General Motors (NYSE:GM) was an iconic American corporation before it filed for chapter 11 bankruptcy protection in 2009. At the time of bankruptcy, GM was 101 years old. One consequence of the bankruptcy proceeding was that the U.S. government owned 60% of GM after pumping in nearly $50 billion. Furthermore, the United Auto Workers union has a 17.5% stake in the new GM. The U.S. government sold the bulk of its holdings at $33 a share in 2010 and currently owns about 500 million shares or about 26%. At its current share price of around $22, the U.S. government would incur a loss of $15 billion.
The new General Motors is left with four brands: Chevrolet, Buick, GMC, and Cadillac. GM has shed its Pontiac, Saturn, Hummer, and Saab brands, and by 2009, it had planned, before courting bankruptcy, to cut 23,000 U.S. jobs and slash 40% of its dealerships. In addition, during bankruptcy, GM intended closing a dozen or so facilities. It also intended cutting back on health insurance cover for more than 650,000 retirees and their families although their pension funds remained unaffected.
Government loans, investment, and bankruptcy restructuring seemed to have buoyed investor confidence for at General Motor's initial public offering in late 2010, it raised $20 billion in an IPO of common and preferred shares. On the first day of trading, shares closed at $33.81.
It is in this context that any future prospects of GM ought to be analyzed. Before I delve into future prospects and current performance, it is imperative to understand why GM, a once iconic American corporation, was brought to bankruptcy. Once a few fundamental causes are identified, it, again becomes an imperative to ask if and how GM intends overcoming its past shortcomings.

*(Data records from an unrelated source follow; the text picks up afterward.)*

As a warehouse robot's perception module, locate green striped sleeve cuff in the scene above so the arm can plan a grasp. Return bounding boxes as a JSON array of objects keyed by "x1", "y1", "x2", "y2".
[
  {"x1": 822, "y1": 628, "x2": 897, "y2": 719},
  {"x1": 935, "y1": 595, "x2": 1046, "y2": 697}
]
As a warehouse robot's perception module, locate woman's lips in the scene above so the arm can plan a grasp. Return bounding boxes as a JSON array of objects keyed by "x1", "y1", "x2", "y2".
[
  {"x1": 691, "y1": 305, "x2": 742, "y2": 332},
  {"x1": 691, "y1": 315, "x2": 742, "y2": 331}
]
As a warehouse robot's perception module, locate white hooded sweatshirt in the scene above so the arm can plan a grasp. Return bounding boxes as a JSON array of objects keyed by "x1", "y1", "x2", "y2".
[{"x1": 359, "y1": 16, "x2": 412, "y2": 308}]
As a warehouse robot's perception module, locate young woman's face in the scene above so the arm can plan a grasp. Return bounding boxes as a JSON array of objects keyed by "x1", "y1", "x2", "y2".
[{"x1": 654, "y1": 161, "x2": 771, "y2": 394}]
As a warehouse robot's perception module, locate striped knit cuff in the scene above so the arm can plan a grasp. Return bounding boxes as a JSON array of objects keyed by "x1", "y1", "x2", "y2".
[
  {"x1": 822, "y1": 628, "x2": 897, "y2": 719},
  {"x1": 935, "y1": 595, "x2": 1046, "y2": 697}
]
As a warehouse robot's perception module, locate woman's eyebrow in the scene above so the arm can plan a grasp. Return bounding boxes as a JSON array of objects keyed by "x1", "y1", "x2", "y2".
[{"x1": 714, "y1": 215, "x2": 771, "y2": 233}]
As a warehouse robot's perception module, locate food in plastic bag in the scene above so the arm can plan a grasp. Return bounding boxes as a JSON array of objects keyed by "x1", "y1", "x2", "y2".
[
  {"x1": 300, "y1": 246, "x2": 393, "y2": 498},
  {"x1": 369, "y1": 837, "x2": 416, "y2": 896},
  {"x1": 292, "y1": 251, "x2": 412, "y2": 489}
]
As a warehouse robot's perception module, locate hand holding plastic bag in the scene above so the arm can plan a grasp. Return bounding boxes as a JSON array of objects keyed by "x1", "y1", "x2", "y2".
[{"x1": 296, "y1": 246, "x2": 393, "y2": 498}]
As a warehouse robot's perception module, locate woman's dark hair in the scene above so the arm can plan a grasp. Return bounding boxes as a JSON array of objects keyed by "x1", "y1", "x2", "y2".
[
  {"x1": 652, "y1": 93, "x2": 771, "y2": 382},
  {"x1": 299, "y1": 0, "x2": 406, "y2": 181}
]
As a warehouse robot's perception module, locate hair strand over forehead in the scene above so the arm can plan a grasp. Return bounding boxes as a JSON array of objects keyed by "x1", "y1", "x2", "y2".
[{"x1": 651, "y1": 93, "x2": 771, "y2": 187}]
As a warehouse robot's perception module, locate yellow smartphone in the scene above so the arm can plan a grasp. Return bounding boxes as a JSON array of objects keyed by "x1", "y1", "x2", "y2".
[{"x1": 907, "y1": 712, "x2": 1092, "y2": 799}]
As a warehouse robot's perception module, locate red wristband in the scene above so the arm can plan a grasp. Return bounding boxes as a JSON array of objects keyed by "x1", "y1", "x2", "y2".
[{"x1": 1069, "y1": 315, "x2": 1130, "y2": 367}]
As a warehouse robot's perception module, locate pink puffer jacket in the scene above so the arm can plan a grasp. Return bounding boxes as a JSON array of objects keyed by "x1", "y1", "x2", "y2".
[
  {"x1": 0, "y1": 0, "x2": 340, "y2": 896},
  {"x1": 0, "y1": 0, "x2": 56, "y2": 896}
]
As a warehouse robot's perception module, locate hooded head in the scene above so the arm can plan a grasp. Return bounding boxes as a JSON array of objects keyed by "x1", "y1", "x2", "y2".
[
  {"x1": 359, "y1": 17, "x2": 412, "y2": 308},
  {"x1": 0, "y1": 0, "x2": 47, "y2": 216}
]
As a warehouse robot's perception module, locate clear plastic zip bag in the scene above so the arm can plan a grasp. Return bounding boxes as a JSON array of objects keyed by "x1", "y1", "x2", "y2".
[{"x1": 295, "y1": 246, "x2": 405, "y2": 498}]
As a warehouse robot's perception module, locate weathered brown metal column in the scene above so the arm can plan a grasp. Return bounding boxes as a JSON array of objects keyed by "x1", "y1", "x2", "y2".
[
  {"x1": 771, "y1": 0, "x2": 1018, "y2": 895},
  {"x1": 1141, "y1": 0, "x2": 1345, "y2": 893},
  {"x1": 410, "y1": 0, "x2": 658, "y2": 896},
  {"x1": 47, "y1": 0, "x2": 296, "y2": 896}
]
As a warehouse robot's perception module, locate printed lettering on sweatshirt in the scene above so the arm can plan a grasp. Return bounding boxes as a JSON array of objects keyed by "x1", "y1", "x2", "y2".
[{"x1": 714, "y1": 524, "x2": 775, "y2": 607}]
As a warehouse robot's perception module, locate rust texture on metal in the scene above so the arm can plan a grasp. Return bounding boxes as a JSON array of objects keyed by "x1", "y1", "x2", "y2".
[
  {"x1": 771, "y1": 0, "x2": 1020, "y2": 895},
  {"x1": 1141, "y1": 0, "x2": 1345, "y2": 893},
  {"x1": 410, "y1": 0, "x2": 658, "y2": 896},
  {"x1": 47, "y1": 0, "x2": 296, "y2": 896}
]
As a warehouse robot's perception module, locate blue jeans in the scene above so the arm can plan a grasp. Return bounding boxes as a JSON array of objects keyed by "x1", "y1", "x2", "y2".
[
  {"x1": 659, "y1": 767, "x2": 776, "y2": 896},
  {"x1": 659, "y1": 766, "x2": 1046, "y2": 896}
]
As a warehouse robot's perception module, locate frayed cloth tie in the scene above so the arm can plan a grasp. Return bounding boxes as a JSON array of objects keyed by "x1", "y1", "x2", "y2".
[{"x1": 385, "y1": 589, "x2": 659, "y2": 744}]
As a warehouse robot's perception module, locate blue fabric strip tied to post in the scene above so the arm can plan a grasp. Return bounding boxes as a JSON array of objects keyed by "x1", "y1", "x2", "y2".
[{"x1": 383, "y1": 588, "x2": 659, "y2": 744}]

In September 2010, GM's U.S. market share slipped to 18%, which was the third lowest ever recorded. In March 2010, GM had recorded a market share of 17.6%. In contrast, in 1950, GM made over 50% of all cars sold in the country. Further, both Ford (NYSE:F) and Toyota (NYSE:TM) strengthened their market shares to 16.3% and 15.6% respectively. Honda (NYSE:HMC) continued to maintain its share of 11% during the same period. However, just before the GM bankruptcy in 2009, March, 2008 saw auto sales decline for all four major auto companies in the U.S. - GM, Ford, Chrysler and Toyota. While Toyota experienced the least decline, the overall decrease in sales was generally attributed to rising fuel prices and a slumping trend in the overall economy.
It is also interesting to note that in 2008, while a downturn in sales was affecting all major players in the auto industry, only GM and privately held Chrysler were unable to remain financially viable without a loan from the federal government. Toward the end of 2008, President Bush had announced a $9.4 billion loan for GM and a $4 billion loan for Chrysler, both loans repayable in three years. Both automakers were asked to prove their viability by March 31, of the next year even though they were not expected to be profitable by then. Two important points stand out during this phase.
First, auto bailout legislation was shot down in the senate a week prior to the loans with Republican senators citing the United Auto Workers (UAW) Union's stiff resistance as the cause. Republican senators also demanded hard labor union concessions in exchange for the loans. Second, while the plants run by American automakers such as GM and Chrysler were staffed, exclusively, with members of the UAW; the plants of Asian automobile manufacturers such as Toyota & Honda were not.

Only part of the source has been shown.